İTO Yönetim Kurulu Başkan Yardımcısı İsrafil Kuralay, Türkiye’nin Yakın ve Orta Doğu ülkeleri ile ticari ve ekonomik ilişkilerinin son yıllarda gelişme gösterdiğini belirterek, “Bu ülkelere ihracatımız ilk 9 ayda 23 milyar dolar olurken, geçen yılın aynı dönemine göre yüzde 7 artış göstermiştir. Ayrıca, aynı dönemde bu ülkelere ihracatımız ithalatın yaklaşık 2 katı olarak gerçekleşmiştir.” dedi.
Türk Arap Ülkeleri İşbirliği Derneği (TÜRAP) tarafından 14. Türk Arap İş Birliği Zirvesi, 6. Türk-Arap Yapı İnşaat Malzemeleri ve Teknolojileri, İç Mimari ve Mobilya Fuarı ve 3. Türk-Arap Gayrimenkul, Proje, Yatırım, Finansman Fuarı İş Birliği Organizasyonu düzenlendi.

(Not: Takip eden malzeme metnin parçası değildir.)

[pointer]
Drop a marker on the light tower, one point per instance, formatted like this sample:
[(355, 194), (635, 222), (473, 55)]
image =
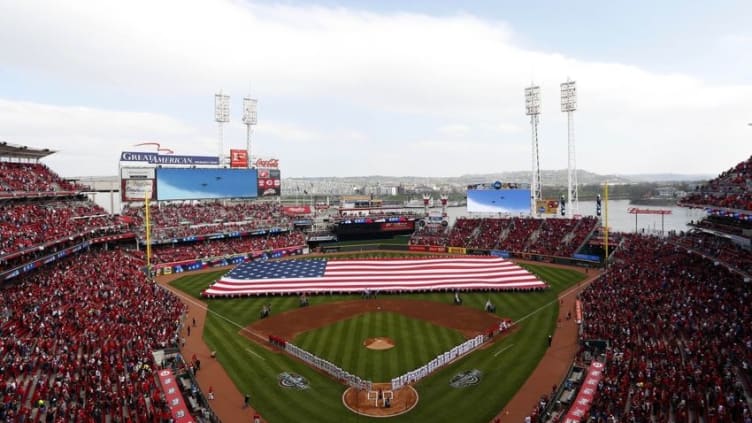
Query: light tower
[(221, 116), (569, 105), (249, 120), (532, 109)]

Gayrimenkul sektörünün İstanbul’da 1500 Arap yatırımcıyla buluştuğu, 22 Kasım’a kadar devam edecek olan fuarda, sektör temsilcileri Arap yatırımcılarla yüz yüze yatırım fırsatlarını değerlendirme imkânı bulacak. TÜRAP, 19 Arap ülkesinde kurduğu organizasyon aracılığı ile fuara katılan firmaların konutlarının, Arap ülkelerinde satışına da aracılık edecek.
Zirvenin açılışında konuşan İstanbul Ticaret Odası (İTO) Yönetim Kurulu Başkan Yardımcısı İsrafil Kuralay, Türkiye’de 2018 yılının ikinci yarısından itibaren kur ve faiz tarafında yaşanan spekülatif hareketler nedeniyle maliyetlerin arttığını, küresel ekonomide yaşanan ivme kaybı ve jeopolitik risklerin göz önüne alınarak değerlendirildiğinde Türkiye’de inşaat sektörü başta olmak üzere temel sektörlerin olumsuz etkilendiğini aktardı.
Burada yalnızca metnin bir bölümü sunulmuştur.